The maximum inter-story drift profiles of the LRB under pushover analysis are presented in Fig. (17). The differences among the drift profiles of the building structure modeled as BF, IF, OGS, and POGS can be observed. The maximum value of inter-story drift for the BF has occurred at the second story. However, the maximum drift ratio for the IF, OGS, and POGS has occurred at the ground story due to the formation of the soft story mechanism in the OGS and the early cracking of the infill panels at the ground story for IF and POGS. As the HRB and the MRB, slight difference has been observed between the drift profiles of the IF, OGS, and POGS frames.

This current work aims to study the performance of RC framed structures which are fully or partially infilled with URM walls under seismic loads. In order to attain this goal, a numerical study of three groups of 2-D three-bays RC framed structures was conducted using Pushover analysis. The three building groups are classified as nine, six and three stories representing high, medium, and low rise building; respectively. Different infill panels’ configurations were studied for each group. For those cases, the following conclusions may be drawn:

• The interaction between the masonry infill walls and the frame strongly influence the global performance of the framed structures. The performance of the bare frame does significantly vary from the other various infill panels’ configuration (i.e. partially or fully infilled) under lateral loading.

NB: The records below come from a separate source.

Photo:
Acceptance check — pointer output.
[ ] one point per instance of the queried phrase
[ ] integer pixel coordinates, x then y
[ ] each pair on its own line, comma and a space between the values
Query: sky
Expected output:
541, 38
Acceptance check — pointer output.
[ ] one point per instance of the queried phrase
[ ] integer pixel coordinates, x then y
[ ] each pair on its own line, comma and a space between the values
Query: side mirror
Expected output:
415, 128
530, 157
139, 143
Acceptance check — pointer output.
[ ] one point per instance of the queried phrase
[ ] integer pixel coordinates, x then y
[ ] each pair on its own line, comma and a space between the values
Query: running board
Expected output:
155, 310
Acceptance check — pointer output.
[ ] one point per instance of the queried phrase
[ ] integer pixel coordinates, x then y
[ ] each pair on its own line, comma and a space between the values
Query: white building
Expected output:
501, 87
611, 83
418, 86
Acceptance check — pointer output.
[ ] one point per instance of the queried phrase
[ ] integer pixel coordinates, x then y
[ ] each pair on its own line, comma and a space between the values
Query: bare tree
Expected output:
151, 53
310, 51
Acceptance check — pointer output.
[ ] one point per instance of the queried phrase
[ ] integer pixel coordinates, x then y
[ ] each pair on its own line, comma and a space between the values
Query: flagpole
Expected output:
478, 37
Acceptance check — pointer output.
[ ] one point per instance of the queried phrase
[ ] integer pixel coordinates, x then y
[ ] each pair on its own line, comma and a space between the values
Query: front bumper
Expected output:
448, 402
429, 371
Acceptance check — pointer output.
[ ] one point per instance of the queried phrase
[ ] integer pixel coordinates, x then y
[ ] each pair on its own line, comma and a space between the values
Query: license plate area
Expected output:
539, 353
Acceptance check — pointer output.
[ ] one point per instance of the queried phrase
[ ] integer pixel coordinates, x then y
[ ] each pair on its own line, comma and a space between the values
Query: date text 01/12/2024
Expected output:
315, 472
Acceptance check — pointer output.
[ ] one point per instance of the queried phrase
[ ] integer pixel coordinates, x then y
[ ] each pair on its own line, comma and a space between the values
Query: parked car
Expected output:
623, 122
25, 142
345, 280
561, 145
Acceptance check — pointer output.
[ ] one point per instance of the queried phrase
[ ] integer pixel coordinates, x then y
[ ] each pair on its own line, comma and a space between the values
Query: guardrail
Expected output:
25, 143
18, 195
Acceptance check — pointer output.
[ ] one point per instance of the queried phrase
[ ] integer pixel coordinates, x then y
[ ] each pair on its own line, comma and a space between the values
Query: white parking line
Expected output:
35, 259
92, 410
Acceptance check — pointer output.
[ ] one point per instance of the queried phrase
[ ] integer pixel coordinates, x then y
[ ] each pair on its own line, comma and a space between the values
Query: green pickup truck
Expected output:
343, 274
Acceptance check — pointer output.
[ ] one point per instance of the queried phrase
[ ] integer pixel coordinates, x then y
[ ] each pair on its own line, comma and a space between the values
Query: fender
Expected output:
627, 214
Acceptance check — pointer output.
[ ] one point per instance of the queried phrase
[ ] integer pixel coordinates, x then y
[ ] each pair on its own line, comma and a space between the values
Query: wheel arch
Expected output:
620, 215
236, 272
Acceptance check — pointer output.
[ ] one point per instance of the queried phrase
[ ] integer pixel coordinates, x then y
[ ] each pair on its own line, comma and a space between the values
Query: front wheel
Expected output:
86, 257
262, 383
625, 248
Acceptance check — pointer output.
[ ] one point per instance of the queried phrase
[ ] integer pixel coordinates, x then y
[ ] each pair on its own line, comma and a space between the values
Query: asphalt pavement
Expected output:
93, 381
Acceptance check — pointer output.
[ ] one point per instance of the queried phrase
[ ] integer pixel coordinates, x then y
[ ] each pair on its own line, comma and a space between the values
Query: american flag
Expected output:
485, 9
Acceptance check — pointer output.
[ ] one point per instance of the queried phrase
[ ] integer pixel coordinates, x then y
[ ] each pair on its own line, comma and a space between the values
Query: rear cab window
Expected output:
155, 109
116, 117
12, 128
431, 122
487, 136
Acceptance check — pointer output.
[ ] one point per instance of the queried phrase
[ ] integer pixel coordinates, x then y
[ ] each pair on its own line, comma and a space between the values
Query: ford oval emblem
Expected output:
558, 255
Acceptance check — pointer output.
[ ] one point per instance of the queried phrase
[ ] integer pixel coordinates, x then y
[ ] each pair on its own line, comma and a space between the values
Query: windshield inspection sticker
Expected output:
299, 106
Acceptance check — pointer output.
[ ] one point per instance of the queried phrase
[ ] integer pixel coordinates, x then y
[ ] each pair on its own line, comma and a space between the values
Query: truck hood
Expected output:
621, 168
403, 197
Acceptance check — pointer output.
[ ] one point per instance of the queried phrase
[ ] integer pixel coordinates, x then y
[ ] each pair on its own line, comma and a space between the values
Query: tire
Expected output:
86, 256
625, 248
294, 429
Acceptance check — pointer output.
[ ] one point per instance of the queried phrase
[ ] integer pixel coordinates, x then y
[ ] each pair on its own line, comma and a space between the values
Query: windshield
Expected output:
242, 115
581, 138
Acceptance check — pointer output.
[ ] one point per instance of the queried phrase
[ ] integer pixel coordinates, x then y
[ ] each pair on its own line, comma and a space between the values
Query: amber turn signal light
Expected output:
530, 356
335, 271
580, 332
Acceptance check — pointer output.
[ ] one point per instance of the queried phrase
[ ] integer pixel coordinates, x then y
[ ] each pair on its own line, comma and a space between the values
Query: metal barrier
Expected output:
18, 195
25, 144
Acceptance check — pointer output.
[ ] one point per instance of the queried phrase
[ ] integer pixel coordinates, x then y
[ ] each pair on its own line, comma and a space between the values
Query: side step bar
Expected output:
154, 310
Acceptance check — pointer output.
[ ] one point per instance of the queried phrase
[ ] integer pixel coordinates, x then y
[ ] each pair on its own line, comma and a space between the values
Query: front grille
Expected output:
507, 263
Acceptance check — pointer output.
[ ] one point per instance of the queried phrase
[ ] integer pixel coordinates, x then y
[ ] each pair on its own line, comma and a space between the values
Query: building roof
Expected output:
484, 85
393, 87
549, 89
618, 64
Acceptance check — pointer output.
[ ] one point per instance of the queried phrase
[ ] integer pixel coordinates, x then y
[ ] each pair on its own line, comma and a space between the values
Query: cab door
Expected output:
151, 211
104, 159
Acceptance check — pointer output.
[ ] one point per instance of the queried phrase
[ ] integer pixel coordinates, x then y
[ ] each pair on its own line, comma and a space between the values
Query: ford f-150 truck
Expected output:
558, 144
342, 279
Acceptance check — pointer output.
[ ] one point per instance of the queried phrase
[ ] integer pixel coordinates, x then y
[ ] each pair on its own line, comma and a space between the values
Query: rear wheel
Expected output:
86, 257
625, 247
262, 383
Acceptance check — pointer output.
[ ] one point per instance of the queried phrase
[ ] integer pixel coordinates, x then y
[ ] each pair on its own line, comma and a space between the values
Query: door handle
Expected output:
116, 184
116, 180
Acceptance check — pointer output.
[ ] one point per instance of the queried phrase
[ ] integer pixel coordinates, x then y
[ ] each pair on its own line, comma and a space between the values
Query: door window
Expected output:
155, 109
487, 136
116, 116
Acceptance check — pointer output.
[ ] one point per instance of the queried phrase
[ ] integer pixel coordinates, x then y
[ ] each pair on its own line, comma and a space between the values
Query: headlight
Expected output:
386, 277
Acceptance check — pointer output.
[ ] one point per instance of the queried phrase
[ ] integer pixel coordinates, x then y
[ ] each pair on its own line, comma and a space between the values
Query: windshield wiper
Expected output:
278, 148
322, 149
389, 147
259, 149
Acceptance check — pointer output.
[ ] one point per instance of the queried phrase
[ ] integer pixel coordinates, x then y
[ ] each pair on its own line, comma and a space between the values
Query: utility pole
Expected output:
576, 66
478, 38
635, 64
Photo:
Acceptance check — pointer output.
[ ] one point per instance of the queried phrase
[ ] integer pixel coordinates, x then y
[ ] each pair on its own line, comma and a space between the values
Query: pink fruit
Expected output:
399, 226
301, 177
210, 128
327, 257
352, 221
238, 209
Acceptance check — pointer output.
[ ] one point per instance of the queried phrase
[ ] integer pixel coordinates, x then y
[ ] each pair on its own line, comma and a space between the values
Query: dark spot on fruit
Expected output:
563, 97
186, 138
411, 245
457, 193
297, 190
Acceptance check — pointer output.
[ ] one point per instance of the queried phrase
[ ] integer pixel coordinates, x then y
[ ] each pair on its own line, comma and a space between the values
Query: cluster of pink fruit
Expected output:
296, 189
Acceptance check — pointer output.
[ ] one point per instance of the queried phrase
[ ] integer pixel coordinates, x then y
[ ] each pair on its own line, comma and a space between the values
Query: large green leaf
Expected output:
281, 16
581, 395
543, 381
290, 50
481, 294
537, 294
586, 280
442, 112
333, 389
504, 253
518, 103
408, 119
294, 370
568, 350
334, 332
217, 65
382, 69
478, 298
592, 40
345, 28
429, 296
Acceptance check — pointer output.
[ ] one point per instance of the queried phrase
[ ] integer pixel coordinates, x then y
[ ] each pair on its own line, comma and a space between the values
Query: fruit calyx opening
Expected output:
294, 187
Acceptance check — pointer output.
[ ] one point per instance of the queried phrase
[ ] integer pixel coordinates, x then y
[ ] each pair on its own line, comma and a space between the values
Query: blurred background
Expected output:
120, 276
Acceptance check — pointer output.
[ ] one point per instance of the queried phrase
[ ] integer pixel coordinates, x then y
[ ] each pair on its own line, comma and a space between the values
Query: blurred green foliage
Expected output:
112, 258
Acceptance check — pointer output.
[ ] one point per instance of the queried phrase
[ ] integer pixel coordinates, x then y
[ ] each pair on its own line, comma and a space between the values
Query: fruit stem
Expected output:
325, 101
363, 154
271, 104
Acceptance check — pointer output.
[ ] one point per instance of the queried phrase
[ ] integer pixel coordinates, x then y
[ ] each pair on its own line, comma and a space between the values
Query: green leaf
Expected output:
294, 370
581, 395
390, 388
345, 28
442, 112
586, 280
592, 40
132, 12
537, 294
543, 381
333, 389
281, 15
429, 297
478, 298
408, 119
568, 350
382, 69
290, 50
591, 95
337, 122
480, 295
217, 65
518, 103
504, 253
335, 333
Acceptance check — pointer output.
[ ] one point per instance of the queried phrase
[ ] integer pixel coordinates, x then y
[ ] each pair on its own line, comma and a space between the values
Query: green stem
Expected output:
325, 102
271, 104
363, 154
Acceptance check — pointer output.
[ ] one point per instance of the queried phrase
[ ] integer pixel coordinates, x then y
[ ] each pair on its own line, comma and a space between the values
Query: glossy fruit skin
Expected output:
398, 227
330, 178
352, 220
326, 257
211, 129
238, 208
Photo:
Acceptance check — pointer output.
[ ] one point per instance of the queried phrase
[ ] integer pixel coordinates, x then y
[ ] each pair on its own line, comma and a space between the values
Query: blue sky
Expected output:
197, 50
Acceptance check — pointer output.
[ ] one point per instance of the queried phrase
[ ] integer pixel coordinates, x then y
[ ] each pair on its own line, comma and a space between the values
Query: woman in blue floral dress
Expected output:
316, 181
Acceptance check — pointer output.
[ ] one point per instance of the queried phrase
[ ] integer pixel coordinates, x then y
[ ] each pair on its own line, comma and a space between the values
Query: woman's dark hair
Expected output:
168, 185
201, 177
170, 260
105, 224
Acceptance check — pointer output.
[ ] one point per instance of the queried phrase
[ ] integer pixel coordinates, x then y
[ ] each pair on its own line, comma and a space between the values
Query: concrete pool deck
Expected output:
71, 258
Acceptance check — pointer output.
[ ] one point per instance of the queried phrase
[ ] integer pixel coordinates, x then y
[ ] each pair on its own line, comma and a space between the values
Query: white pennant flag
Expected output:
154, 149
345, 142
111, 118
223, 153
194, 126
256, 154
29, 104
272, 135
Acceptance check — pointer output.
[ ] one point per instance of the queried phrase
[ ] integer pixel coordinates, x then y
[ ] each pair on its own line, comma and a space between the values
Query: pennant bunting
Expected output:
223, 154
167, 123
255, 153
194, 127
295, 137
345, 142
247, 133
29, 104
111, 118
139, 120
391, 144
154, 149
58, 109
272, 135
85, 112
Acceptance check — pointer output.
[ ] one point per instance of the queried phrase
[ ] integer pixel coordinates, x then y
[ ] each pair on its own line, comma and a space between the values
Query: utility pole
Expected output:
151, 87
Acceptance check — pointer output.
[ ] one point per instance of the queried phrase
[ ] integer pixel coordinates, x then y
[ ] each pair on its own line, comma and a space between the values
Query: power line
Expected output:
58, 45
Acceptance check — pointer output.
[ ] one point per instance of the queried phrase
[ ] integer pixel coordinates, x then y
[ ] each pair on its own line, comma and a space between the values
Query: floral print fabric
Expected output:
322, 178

• Partially or fully infilled framed structures have higher stiffness than the bare framed structure. This was observed clearly in the natural periods of the structures and capacity curves. The lateral capacity of the infilled is much more than that of the bare frame. Also, partially infilled frames such as OGS and POGS have more lateral capacity. However, the resulting P - Δ effect may lead to instability of the building structure and in turn the structure collapses provided that the lateral deflections due to the existence of soft story become too large.
• The existence of soft story in the ground level due to omitting the infills led to making the columns in this story more vulnerable as the shear forces acting on columns are considerably higher than those associated with the bare frame.
• Differences were observed among the drift profiles of the structures. Taking the masonry infill panels into consideration decreases the values of story drift as compared to the bare frame.
• The national Egyptian building codes should consider the soft story irregularity due to omitting the infill panels in the ground story. Furthermore, a magnification factor for the shear forces and a reduction factor for the fundamental period and the story displacement can be provided in case of using infills regularly along the total height.